Another favorite of mine is when the laundry list of experience includes market competitors. The posting is looking for someone with 5 years experience and expert knowledge of Oracle, DB2 and SQL Server, or Expert level .NET and Java. First, can you really become expert in 5 years, especially if the maybe 2 of those you were just doing maintenance work (i.e. spell checking websites)? Secondly how many companies invest tens of thousands of dollars in SQL Server and more tens of thousands on Oracle? As a vendor software developer your product may need to support more than one database platform. However, what percentage of the candidates the job market hail from vendor software companies? Are there really any transferrable skills between .NET and Java? It seems to me trying to grow one resource into an expert of both is far more expense than cultivating two specialists and most companies would do the latter.

These types or requirements lead to a lot of confusion for candidates.

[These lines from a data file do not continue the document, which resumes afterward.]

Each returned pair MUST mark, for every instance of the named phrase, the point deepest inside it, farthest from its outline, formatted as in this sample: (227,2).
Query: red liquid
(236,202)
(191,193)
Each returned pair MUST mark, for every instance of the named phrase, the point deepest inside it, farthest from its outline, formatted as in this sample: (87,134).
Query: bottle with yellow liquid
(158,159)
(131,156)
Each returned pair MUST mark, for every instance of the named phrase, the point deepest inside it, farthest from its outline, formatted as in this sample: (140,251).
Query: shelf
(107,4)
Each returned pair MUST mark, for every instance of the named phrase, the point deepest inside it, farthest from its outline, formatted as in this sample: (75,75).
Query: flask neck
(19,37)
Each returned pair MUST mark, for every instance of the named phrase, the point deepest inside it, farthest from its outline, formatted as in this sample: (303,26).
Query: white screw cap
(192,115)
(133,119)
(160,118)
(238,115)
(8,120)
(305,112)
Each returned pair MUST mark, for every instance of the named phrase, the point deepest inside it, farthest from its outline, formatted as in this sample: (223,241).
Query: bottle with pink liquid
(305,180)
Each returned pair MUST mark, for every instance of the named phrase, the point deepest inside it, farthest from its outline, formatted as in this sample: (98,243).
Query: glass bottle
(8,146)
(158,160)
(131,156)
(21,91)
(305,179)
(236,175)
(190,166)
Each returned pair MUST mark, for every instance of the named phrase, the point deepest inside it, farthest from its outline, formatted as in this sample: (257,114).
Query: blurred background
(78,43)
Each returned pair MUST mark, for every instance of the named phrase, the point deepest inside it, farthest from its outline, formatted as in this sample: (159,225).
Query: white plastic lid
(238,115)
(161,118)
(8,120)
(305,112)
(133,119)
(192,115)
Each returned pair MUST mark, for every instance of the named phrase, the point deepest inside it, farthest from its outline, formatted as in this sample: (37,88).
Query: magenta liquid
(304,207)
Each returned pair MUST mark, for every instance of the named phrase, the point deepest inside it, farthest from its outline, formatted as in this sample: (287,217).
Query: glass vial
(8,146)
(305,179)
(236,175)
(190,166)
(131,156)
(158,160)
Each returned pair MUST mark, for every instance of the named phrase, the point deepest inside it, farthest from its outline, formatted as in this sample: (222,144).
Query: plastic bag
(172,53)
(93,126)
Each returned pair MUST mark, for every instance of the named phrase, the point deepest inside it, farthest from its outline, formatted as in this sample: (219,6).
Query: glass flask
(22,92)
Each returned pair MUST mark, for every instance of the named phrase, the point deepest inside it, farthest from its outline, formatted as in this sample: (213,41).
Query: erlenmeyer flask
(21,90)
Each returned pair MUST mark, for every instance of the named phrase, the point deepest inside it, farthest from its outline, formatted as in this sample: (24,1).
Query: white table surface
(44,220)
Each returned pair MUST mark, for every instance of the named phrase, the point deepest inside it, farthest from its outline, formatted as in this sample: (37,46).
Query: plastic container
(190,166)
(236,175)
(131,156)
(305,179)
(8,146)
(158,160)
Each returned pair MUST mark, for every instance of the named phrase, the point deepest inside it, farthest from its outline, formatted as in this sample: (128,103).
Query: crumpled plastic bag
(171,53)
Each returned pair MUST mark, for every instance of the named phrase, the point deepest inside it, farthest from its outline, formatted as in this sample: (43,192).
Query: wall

They don’t know if they should bother applying or not. The recruiters are inundated with resumes that don’t fit the request from the hiring customer.

III.   Automated Recruitment Phone Recruiting

This year in particular I have been flooded with outsourced call center recruiter calls. These calls always follow the same format.

  • I answer the phone to silence
  • A few seconds later someone in a very thick accent says, “Hello may I speak to George?”
  • “Yes this is George.”
  • Faster than any normal human being should be able to speak -“Uh hi. My name is gibberish. gibberish gibberish gibberish gibberish gibberish gibberish gibberish gibberish gibberish gibberish gibberish gibberish …”
  • Me, “Whatever you’re talking about I’m not interested. Thanks.”
  • Hang up.

It’s as bad as the campaign calls around supper time during an election cycle. Who in their right mind thinks this is in any way an effective means to find a qualified candidate? I seriously doubt these individuals understand the technical requirements well enough to successfully phone screen much less are able to fight through the language barrier well enough to have a real conversation about the candidate or the opportunity.

IV.   Don’t Read the Resume

Another new interesting fishing tactic is the mail blast, or I guess that’s what’s going on. Why else am I getting emails for Jr. or Intermediate 5 years or less positions from the job boards where my resume clearly showing 16 years of experience are posted? Or the expert Java Architect roles I was sent when Java J2EE doesn’t appear anywhere on my resume? Recruiters, does this tactic work?

I understand there is a perception in the US job market right now that a lot of people are out of work and some companies are hoping to cash in on getting better qualified candidates for less compensation. This perception has created a recruiter feeding frenzy atmosphere. The truth is most of the top ranked talent is aware of what’s going on and they’re sitting this cycle out, or contracting. The unemployment rate among software development professionals is not nearly as high as other skill sets like manufacturing and construction. I believe this tactics will not be successful, and my land your corporation with a lot of negative feedback on a site like GlassDoor.com.